Case counts also have shot up in Santa Barbara County, where an outbreak at Federal Correctional Institution Lompoc has sickened 792 inmates. At a neighboring medium-security prison on the same grounds, 31 inmates and 14 staff have become infected, officials said. Two inmates have died after contracting the virus there.

Combined, the two federal prisons in Lompoc have 823 infected inmates, according to the federal Bureau of Prisons. That accounts for roughly 66% of the 1,250 cases reported by Santa Barbara County to date.

Though urban and densely populated counties have been hit hardest by the virus, there were also signs it was spreading to some rural areas.

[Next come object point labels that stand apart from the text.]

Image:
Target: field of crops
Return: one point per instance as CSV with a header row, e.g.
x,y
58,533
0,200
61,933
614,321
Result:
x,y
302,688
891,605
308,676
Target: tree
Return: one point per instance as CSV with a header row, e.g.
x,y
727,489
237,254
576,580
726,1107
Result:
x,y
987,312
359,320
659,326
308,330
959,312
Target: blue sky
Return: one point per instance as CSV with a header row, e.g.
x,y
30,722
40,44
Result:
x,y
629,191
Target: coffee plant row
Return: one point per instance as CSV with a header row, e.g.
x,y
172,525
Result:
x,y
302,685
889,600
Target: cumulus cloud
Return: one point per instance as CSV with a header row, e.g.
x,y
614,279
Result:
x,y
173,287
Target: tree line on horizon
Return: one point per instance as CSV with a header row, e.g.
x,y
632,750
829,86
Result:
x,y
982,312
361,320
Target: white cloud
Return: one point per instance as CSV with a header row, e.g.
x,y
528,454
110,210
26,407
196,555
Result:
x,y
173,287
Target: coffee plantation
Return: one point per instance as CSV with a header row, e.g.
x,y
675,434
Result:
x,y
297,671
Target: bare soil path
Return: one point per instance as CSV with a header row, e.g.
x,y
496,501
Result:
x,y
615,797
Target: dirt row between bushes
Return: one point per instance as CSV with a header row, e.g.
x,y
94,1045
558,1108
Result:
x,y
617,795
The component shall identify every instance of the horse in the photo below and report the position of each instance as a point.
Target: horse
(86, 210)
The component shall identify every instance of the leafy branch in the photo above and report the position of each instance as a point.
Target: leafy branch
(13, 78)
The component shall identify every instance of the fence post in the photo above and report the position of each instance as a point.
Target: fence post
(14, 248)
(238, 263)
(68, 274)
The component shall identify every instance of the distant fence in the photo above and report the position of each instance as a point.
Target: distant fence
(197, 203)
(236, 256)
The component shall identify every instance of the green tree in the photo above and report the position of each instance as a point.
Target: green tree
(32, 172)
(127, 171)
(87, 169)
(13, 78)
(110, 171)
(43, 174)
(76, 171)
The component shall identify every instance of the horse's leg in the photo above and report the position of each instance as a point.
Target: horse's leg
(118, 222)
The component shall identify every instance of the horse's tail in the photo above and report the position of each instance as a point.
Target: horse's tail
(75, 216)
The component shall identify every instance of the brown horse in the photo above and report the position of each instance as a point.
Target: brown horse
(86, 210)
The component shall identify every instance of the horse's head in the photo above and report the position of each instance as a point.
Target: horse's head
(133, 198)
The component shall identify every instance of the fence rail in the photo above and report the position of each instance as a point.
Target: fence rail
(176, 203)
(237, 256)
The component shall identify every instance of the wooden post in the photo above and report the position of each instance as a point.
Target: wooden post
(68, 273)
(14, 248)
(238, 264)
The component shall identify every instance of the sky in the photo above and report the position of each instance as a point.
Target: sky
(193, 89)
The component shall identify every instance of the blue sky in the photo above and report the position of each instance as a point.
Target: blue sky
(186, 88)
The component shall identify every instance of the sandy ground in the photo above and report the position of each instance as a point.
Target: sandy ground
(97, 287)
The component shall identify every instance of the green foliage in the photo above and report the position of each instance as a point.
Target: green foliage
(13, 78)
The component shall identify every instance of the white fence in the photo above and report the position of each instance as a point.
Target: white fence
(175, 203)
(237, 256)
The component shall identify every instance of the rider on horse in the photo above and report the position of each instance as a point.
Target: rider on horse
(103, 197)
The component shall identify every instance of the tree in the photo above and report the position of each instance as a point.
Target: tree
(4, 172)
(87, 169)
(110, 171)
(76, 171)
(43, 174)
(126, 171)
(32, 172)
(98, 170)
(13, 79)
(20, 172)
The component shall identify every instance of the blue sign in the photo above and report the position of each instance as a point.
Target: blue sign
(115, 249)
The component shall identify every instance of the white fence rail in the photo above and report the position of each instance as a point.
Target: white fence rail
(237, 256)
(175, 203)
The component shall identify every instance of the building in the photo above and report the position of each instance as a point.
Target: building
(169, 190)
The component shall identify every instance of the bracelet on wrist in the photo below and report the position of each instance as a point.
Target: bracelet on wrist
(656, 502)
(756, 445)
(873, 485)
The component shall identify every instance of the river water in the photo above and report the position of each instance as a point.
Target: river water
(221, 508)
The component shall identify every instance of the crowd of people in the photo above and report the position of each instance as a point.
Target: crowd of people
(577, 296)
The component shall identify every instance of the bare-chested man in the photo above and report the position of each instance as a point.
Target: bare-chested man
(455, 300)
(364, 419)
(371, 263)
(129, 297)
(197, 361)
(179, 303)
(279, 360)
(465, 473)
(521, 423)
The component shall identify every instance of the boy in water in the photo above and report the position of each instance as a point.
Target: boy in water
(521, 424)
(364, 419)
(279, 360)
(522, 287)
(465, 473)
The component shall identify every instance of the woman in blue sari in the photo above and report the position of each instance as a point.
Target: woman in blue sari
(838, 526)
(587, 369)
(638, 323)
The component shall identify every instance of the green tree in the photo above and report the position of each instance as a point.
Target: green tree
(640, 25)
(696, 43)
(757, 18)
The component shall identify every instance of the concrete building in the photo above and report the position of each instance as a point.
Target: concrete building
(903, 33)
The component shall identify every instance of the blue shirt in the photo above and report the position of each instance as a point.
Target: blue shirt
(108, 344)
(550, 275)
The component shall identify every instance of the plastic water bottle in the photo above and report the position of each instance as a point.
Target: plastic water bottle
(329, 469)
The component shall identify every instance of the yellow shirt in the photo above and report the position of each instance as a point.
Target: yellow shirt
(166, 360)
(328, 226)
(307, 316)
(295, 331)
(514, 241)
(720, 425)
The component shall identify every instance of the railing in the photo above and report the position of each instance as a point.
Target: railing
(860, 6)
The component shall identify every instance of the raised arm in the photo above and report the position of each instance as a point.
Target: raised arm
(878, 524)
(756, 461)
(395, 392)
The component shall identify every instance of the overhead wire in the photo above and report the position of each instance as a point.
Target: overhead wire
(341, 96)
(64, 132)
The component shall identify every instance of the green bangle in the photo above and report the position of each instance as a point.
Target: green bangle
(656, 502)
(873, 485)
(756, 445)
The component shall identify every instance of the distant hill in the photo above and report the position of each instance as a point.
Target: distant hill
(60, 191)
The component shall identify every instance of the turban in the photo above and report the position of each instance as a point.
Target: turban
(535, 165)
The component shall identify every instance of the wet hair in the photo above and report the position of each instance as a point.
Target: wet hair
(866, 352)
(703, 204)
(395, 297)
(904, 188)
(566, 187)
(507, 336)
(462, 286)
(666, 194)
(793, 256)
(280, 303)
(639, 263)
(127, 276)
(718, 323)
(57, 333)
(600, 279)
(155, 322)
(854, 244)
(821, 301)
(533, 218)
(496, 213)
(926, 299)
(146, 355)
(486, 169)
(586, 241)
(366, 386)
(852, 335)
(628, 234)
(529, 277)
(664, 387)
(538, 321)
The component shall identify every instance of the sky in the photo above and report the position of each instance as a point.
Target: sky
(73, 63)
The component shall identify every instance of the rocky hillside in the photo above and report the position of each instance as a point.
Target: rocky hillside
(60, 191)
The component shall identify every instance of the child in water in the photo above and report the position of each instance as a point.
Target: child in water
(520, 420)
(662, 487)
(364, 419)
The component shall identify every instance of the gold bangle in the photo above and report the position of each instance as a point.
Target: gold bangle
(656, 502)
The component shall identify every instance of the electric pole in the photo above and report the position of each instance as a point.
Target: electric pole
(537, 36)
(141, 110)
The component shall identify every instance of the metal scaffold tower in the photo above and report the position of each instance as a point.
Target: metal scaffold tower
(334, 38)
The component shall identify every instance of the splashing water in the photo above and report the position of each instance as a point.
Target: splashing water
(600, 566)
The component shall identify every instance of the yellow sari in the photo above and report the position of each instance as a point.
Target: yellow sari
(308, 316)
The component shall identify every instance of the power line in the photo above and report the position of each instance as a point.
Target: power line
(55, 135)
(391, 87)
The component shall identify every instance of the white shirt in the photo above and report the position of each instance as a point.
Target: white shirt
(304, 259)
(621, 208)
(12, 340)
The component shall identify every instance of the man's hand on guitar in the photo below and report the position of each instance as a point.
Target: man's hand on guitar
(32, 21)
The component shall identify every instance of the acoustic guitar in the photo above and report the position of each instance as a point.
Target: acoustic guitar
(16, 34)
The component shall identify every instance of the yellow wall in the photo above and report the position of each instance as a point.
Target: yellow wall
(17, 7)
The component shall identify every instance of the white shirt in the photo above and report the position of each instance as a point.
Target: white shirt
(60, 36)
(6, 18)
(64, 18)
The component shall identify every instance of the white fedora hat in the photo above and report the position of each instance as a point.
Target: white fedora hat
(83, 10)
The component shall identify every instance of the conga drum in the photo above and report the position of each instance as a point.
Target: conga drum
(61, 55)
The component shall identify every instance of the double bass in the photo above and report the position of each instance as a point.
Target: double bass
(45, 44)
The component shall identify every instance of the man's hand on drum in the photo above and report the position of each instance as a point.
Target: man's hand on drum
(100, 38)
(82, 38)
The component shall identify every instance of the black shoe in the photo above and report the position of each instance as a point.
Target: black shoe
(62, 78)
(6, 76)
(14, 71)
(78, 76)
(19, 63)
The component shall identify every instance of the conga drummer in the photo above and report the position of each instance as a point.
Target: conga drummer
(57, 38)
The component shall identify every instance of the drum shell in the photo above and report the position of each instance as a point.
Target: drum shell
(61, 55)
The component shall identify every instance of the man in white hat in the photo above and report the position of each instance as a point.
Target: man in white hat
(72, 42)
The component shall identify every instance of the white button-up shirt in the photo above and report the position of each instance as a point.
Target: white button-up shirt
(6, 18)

Trinity County reported its first case of the coronavirus on Friday, the county public health department said in a news release. Officials released few details but said they were working on identifying others who might have been exposed.

Murray, of the University of Washington, also said Sunday that scientists were tracking how much people were moving about in states where businesses were reopening — and that the additional movement would translate into more infections, hospitalizations and deaths in about the next week and a half.

“We’re just seeing explosive increases in mobility,” he said, “in a number of states that we expect will translate into more cases and deaths, you know, in 10 days from now.”

That is particularly true, he said, in states such as Georgia, which moved more quickly than most to ease shutdowns. “Somewhere like Georgia, which was one of the first — it is in the category of a big increase,” he said.

Other emerging hot spots, he said, include Montana, North Dakota, South Dakota and Minnesota.